6. Trials prepare an eternal weight of glory.
Maybe we can’t see what our trials are doing, but they’re working. Each “light momentary affliction is preparing for us an eternal weight of glory beyond all comparison” when we look to what is unseen (2 Cor. 4:17–18). Each car ride to the treatment center. Each pile of paperwork and signed check. Each sleepless night spent caring for sick children. Given to him, it’s all significant in the kingdom of heaven.
7. Trials remind us that earth isn’t our true home.

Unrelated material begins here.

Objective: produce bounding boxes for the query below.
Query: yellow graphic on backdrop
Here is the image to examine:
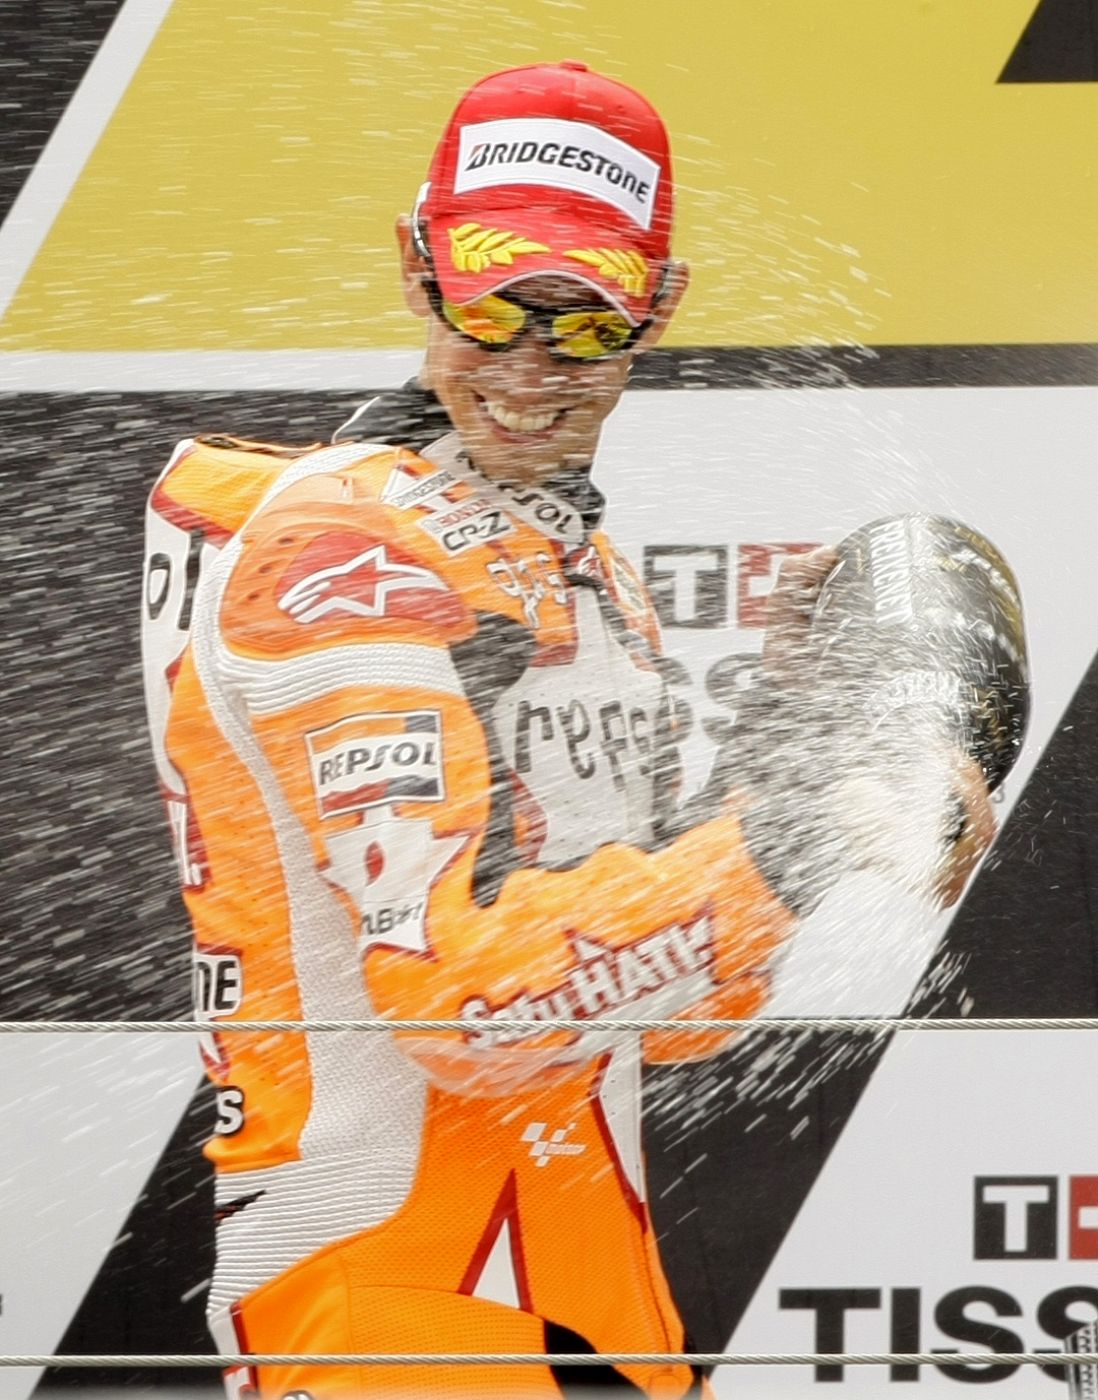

In loneliness, we yearn for God’s presence. Tears stir our hearts for a place with no “mourning, nor crying, nor pain anymore” (Rev. 21:4). Sick bodies wait eagerly for new ones. Death makes us long for resurrection. These trials remind us that earth isn’t our true home. They increase our hunger for heaven.
8. Trials test and strengthen our faith.
Trials prove the genuineness of our faith, which fills our hearts with joyful assurance of salvation and results “in praise and glory and honor at the revelation of Jesus Christ” (1 Pet. 1:7). This strengthening of faith motivates us to “lay aside every weight, and sin which clings so closely, and . . . run with endurance the race that is set before us, looking to Jesus, . . . who for the joy set before him endured the cross” (Heb. 12:1–2).
God Is Doing Something Through Your Trials
Even knowing the good that comes through trials, I doubt we would intentionally choose suffering for ourselves or our loved ones. But God is wiser than we are. His ways are higher than our ways (Isa. 55:9), and he uses trials for both his seen and unseen purposes in our lives.
You may not know what God is doing in a particular trial, but given the many options presented in Scripture, you can know he’s doing something. Given how much he loves you, you can know it’s for your eternal good. That is a reason for great rejoicing.